The rate constant nearly doubles for some reaction when there is an increase in temperaure from 17 degree celsius to 32 degree celsius. Calculate the activation energy.
Use the Arrhenius equation. Set k1 at any number and k2 will be double that number OR set k2 = 2k1.
I am still confused could you work the problem out.
To calculate the activation energy, we can make use of the Arrhenius equation. The Arrhenius equation is given by:
k = Ae^(-Ea/RT)
Where:
k = rate constant
A = pre-exponential factor (also known as the frequency factor)
Ea = activation energy
R = ideal gas constant (8.314 J/(mol*K))
T = temperature in Kelvin
In this case, we are given the rate constant at two different temperatures, so we can set up two equations using the Arrhenius equation and then solve for the activation energy.

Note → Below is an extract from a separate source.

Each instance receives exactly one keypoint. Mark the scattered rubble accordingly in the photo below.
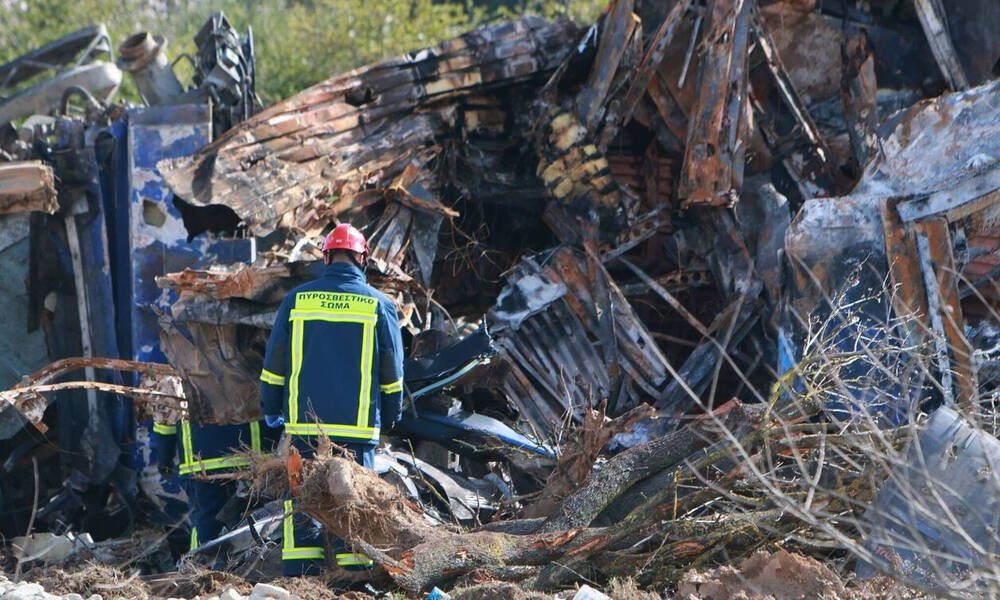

Let's use T1 = 17°C = 17 + 273.15 = 290.15 K and T2 = 32°C = 32 + 273.15 = 305.15 K.
We are given that the rate constant doubles when the temperature increases from T1 to T2. This means that k2 = 2 * k1.
Now, we can set up two equations using the Arrhenius equation:
k1 = A * e^(-Ea / (R * T1))
k2 = A * e^(-Ea / (R * T2))
Since we know that k2 = 2 * k1, we can substitute this into the second equation:
2 * k1 = A * e^(-Ea / (R * T2))
Now we can solve for the activation energy (Ea):
k1 = A * e^(-Ea / (R * T1))
Rearranging the equation for Ea, we have:
Ea = -R * T1 * ln(k1 / A)
Substituting the given values:
Ea = -8.314 J/(mol*K) * 290.15 K * ln(k1 / A)
Now, you can substitute the actual values of k1 and A into this equation, and then evaluate the natural logarithm.